A federal report released Tuesday says Florida became the first state to make a significant dent in prescription drug overdose deaths when it cracked down on pill mills and shady doctors four years ago.
A report released Tuesday by the Centers for Disease Control and Prevention announced a 23 percent reduction in prescription drug deaths in Florida from 2010 to 2012.
In the years prior, Florida was considered the nation's medicine cabinet because pill mills ran rampant and people from out of state drove here to load up their cars with pills. In addition, people were fatally overdosing at an alarming rate — at one point at least seven people a day were dying.
The CDC report indicates Florida may have shown the rest of the country how to reverse that trend when it passed tougher laws in 2010 that have been expanded in the years since.
Pinellas County, which was home in recent years to about 65 "pill mills" where doctors prescribed drugs illegally, has now seen unscrupulous pain clinics nearly wiped out, said Sheriff Bob Gualtieri.
"Through concerted enforcement efforts we really have eradicated them down to one or two," Gualtieri said. "So you don't really have drug dealers in white coats unscrupulously pushing their poison."
The problem of prescription drug mortality had been building for decades. Before the crackdown took effect, overdose deaths in the United States had more than tripled since 1990, the CDC reported.
From 2003 to 2009, annual drug overdose deaths in Florida increased 61 percent, the report said, from 1,804 to 2,905. The largest increases were caused by opioid painkillers like oxycodone and anti-anxiety drugs like Xanax.
But from 2010 to 2012, overdose deaths decreased nearly 17 percent, with overall prescription drug deaths dropping 23 percent.
"It's good news," said Dr. Steven Rosenberg, a West Palm Beach dermatologist and member of the Florida Board of Medicine. "Finally the Legislature has given us the opportunity to develop rules to basically get rid of the drug dealers who just happen to have an 'M.D.' after their name."
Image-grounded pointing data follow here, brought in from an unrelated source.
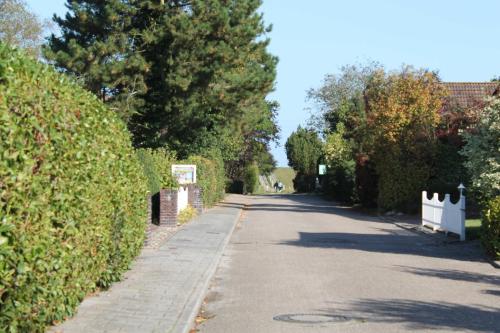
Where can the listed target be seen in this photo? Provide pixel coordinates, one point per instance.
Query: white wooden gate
(444, 215)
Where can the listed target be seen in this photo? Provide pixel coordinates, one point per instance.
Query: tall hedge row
(157, 164)
(72, 195)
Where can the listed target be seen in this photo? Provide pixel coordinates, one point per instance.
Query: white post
(461, 188)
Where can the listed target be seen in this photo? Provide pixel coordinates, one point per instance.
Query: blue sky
(457, 38)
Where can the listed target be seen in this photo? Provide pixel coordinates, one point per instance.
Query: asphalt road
(297, 264)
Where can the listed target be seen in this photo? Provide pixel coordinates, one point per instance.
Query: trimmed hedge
(251, 178)
(72, 195)
(490, 227)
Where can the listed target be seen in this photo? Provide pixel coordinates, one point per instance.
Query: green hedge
(490, 227)
(251, 178)
(72, 195)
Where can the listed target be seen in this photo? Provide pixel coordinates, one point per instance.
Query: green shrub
(490, 227)
(251, 178)
(210, 177)
(72, 195)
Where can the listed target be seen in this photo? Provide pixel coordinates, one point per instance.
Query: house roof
(470, 94)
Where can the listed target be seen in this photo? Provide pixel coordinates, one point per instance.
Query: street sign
(184, 173)
(322, 169)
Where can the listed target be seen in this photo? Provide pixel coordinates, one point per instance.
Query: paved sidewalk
(165, 287)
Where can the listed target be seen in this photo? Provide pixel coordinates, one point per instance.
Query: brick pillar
(194, 197)
(168, 207)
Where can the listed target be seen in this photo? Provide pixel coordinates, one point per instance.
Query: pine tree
(99, 45)
(209, 78)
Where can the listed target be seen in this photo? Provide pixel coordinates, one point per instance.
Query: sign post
(184, 173)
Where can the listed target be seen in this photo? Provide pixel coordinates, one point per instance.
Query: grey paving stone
(165, 287)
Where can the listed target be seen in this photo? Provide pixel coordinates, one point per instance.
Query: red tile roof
(470, 94)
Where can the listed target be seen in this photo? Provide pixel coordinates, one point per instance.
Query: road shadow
(456, 275)
(305, 203)
(419, 315)
(396, 242)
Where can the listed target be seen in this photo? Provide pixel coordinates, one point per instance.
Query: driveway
(298, 264)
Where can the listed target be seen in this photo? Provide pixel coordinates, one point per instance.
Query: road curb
(192, 307)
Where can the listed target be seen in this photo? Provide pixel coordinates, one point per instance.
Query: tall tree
(210, 72)
(100, 45)
(20, 27)
(195, 72)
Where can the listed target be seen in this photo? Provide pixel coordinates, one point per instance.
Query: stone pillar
(168, 207)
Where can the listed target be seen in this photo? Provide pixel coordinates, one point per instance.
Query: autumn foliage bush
(72, 195)
(402, 113)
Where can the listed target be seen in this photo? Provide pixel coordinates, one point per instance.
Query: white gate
(444, 215)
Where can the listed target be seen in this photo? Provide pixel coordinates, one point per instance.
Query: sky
(457, 38)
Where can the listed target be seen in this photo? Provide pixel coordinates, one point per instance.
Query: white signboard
(184, 173)
(322, 169)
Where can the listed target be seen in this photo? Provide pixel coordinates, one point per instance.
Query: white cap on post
(461, 188)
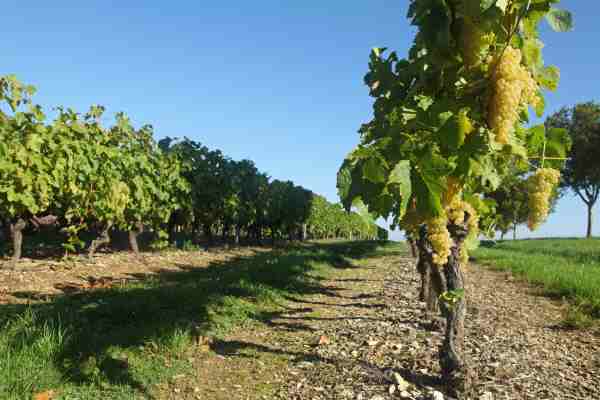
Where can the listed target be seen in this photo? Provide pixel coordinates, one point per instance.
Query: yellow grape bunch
(540, 186)
(513, 88)
(459, 212)
(439, 237)
(119, 197)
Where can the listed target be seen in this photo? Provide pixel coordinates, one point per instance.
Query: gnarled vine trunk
(16, 233)
(455, 368)
(133, 235)
(432, 281)
(101, 240)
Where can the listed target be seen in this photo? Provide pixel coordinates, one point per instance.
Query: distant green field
(567, 268)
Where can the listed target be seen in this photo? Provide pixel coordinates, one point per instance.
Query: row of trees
(581, 172)
(234, 199)
(73, 172)
(448, 128)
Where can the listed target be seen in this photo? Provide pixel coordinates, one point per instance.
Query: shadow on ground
(91, 329)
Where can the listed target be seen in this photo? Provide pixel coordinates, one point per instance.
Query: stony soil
(365, 336)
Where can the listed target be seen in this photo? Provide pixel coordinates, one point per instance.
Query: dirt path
(363, 337)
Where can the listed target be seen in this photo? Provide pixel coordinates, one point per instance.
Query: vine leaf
(400, 177)
(560, 20)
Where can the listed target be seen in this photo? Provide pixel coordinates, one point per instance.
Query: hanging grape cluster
(439, 237)
(513, 88)
(540, 186)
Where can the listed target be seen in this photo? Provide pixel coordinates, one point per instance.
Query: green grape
(513, 87)
(540, 185)
(439, 237)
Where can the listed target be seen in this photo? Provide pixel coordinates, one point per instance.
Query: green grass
(566, 268)
(119, 343)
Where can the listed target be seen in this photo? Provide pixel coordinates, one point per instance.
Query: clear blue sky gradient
(278, 82)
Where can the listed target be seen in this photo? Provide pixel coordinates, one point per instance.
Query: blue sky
(279, 82)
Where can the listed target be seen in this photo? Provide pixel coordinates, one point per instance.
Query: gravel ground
(365, 336)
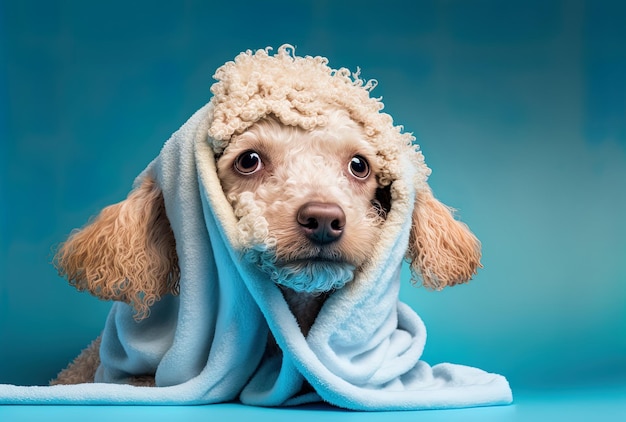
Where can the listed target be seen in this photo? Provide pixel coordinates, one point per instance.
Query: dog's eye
(359, 167)
(248, 163)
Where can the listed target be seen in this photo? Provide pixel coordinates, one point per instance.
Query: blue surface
(520, 108)
(572, 406)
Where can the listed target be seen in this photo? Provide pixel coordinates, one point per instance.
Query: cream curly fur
(306, 121)
(126, 253)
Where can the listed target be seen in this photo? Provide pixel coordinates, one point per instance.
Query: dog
(323, 199)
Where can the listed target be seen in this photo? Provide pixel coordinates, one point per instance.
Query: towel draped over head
(208, 343)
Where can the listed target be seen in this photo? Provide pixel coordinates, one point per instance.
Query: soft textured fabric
(207, 345)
Rosenberg sat on a joint committee that wrote the rules to crack down on pill mills and "doctor shoppers" (people who buy pain medications simultaneously from multiple physicians), which the Legislature used in drafting the laws beginning in January 2010. That month, new laws required pain clinics to register with the state. In 2011, a prescription drug monitoring program, in which doctors could check whether a patient was doctor shopping, went into effect.
"When we first got started, we heard reports that seven people per day were dying of (prescription) drug overdoses in Florida," Rosenberg said. "Then it went up to around nine. Then there were reports of 11 per day just prior to the legislation being enacted."
The subsequent drop in deaths, he said, "corresponds basically with the elimination of the pill mills."
At their peak several years ago, Florida was home to 98 of the 100 physicians in the country who dispensed the highest quantity of oxycodone directly from their offices. The state became a magnet for what Rosenberg called "narco tourists," buyers from other states who found pain management clinics advertised on billboards and bought thousands of dollars worth of prescriptions.
Then pain management clinics were raided, their inventory confiscated and doctors put out of business. About 250 clinics were shuttered. By last year, none of the nation's top 100 prescribers of oxycodone were in Florida.
"That's really what has made the difference is getting the illegitimate physicians closed down," said Christopher Wittmann, a physicians's assistant who owns Trinity Pain Center in Pasco County. "People who practice legitimate medicine have not really changed what they do at all."
The prescription drug overdose death rate has since fallen to its lowest level since 2007, the report said. Deaths related to oxycodone, methadone and hydrocodone have all decreased.
Despite the encouraging news, some former pill abusers are migrating to heroin. In the first six months of last year, 68 people fatally overdosed on heroin in Florida — more than double the same period in 2012.
Gualtieri said heroin arrests through the first half of 2014 are running at nearly double the rate of last year.
"We're kind of able to choke off the (pharmaceutical) supply," Gualtieri said. "But the only way you get to the core is through prevention, education and treatment."